The Arkansas River was running high and fast, filled with melted snow from the Rockies. We chose a small rafting company in the town of Cotapaxi to take us down a ten mile stretch of river filled with fast moving class three rapids. The first half of the run was a blast. A couple from Texas occupied the front of the raft, Sandy and I were in the stern and our guide, Dave, manned the oars at the center. Dave competently steered us through a series of rapids that had us bouncing through some rapids with six foot waves. The spray from the 45 degree water was refreshing in the heat of the canyon.
Approaching a large rapids which flowed through a narrow chute, adorned with large gray boulders on each side, Dave informed us that there are four ways to successfully navigate through the rocks and waves. He opted to run down the right side, through a narrow gap which lay between a large boulder and a six to eight foot standing wave, further out in the river. Entering the torrent, our guide misjudged the water and the raft ended up hitting the right side of the wave. Quicker than you can think, the left side of the boat rolled up vertical, then turned upside down. I was on the left side and was pitched into the water, landing about 15 feet from the raft.

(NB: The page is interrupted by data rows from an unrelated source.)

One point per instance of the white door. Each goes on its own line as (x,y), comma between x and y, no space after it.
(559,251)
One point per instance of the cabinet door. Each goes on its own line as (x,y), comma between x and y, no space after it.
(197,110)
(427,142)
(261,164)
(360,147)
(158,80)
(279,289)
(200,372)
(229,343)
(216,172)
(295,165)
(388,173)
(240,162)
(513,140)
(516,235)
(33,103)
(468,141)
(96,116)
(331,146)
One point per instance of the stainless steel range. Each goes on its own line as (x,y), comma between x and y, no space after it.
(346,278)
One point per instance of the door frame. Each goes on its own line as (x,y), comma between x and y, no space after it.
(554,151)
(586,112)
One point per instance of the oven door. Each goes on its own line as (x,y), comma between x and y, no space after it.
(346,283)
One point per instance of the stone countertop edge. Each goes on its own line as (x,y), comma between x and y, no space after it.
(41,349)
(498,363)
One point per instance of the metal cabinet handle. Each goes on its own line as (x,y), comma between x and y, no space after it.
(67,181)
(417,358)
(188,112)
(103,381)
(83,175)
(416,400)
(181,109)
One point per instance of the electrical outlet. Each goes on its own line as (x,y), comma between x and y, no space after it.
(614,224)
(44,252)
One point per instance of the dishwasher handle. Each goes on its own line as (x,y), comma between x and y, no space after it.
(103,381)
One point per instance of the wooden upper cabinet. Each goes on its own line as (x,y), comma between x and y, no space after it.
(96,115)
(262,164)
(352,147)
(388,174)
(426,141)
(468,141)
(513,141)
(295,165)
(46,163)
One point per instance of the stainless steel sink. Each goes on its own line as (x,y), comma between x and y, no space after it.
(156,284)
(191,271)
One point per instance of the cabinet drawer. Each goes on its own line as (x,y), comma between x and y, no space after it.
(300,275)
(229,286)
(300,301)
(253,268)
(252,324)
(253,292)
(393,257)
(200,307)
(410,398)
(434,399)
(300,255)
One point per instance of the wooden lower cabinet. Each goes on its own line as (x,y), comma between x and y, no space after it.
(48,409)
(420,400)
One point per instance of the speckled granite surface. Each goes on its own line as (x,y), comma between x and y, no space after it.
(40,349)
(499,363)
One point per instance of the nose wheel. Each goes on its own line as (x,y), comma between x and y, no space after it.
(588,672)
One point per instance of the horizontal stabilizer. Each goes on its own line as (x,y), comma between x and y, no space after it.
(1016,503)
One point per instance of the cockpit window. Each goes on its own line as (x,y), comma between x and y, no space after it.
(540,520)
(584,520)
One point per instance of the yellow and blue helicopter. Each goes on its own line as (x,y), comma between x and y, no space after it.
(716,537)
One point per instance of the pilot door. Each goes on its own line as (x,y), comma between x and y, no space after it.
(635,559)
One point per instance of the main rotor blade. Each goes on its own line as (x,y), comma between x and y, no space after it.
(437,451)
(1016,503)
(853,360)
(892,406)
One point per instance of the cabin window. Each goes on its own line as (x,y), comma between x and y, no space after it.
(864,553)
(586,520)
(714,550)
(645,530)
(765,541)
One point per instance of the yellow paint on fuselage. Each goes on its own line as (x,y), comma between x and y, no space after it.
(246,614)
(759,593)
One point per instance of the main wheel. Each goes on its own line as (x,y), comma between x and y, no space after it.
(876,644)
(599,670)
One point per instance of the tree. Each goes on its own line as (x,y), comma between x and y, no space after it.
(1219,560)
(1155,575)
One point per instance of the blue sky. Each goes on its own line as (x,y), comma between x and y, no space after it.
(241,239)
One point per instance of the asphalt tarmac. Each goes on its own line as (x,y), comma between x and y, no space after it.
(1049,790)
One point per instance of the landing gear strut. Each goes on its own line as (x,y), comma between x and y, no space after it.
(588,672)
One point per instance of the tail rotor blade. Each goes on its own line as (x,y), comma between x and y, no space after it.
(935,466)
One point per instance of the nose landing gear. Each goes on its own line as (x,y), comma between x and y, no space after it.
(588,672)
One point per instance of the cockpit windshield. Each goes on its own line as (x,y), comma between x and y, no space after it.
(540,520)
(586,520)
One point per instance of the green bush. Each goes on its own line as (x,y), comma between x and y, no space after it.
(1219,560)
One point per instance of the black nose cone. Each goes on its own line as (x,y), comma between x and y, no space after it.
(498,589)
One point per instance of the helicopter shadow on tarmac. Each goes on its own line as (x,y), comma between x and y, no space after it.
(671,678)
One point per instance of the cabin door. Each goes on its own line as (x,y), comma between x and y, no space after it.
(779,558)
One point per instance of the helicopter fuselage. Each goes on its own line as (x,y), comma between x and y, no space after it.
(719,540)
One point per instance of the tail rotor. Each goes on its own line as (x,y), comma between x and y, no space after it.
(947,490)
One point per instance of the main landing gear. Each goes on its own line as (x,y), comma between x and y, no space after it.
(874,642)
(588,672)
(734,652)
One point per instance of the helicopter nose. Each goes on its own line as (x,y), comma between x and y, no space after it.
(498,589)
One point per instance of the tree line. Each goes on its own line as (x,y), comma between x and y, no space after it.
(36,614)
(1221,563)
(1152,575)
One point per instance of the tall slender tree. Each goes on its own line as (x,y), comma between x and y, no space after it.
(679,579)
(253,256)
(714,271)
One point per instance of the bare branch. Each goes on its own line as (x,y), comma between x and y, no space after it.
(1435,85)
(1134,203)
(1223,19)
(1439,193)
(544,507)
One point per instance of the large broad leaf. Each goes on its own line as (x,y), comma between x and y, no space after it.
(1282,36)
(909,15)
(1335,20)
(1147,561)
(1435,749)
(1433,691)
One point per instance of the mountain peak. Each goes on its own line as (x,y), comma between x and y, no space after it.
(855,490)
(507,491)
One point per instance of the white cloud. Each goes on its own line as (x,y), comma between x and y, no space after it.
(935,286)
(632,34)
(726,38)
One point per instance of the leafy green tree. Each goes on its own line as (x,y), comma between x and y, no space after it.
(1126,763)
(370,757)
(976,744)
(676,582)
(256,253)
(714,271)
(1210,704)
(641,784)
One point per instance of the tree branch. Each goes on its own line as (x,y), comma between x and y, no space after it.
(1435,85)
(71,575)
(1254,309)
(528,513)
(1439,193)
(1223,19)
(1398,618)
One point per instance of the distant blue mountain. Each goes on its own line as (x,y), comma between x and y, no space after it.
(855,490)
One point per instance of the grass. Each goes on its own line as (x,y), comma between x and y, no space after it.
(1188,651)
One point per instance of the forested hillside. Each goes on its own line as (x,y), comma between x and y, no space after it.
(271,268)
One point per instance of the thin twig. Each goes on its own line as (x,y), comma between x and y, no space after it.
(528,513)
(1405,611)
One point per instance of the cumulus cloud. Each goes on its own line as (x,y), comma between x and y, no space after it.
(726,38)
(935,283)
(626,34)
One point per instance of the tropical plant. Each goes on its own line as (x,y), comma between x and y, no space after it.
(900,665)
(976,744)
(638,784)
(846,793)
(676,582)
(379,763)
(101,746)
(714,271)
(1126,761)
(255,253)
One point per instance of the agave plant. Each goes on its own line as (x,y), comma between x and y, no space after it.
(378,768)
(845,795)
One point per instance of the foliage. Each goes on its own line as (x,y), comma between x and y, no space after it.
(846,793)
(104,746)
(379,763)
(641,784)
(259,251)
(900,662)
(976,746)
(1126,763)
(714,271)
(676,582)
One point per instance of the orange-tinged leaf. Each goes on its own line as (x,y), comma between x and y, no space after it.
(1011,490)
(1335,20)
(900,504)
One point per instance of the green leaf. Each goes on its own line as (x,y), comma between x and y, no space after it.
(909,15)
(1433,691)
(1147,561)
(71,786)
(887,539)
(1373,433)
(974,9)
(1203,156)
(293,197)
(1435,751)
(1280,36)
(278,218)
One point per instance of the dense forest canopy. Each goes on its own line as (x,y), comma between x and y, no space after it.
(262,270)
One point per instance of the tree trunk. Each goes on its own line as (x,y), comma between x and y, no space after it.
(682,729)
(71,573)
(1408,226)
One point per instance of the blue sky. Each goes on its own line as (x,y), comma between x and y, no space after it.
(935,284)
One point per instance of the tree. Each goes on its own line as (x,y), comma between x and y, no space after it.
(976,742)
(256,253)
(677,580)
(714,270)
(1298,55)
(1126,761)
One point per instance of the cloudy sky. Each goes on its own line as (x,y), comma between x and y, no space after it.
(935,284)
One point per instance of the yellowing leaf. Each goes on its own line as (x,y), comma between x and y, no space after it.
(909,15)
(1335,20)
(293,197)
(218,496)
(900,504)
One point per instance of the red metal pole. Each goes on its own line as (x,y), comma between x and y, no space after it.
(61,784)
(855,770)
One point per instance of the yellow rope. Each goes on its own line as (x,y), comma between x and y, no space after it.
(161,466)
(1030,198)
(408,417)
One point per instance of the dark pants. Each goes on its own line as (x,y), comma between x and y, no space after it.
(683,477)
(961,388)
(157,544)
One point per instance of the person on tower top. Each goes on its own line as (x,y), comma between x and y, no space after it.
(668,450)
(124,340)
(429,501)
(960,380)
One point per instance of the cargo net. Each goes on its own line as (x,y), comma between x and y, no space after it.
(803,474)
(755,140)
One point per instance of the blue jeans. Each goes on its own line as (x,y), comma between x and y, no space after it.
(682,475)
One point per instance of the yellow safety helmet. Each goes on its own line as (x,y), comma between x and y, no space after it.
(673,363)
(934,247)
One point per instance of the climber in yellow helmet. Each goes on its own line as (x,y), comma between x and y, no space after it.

As I was trying to claw my way back to the surface, a scene of drama was unfolding back on the boat. When the raft flipped, Sandy had her right foot wedged in the raft and was hung up under the boat. As soon as the guide went in, he managed to grab the raft and flip it over again - and Sandy went with it. Then, the boat hit another wave and was flipped over once more. As the raft went upside down the second time, Sandy’s leg was ripped free, but her ankle was severely injured and she surfaced under the overturned raft.
While all this was going on, we were being swept downstream at about 10 mph. I was bouncing off submerged rocks as I swam back to the side of the raft. Hanging onto the rope along the side, I started pulling myself around the raft, desperately searching for the other rafters. While I was moving around the side towards the center of the river, Sandy was inching her way out from under the raft and I never saw her. Thinking she might have been swept downstream, Dave and I started swimming the raft towards the bank. After kicking away from a large pile of logs and sticks along the bank, we finally reached some calmer water and I managed to haul the raft into the shore. It wasn’t until I felt the bottom under my feet that I was relieved to see Sandy emerge around the downstream side of the raft. She was hyperventilating, banged, bruised and could put no weight on her right ankle, but she was alive.
All the rafters were accounted for except for the lady in the front. Dave ran downstream looking for her, while I went upstream. Our guide found her a couple of hundred yards down the river. As we were climbing onto the road, a Bighorn Sheep ewe jumped up right at our feet and ran off - what next?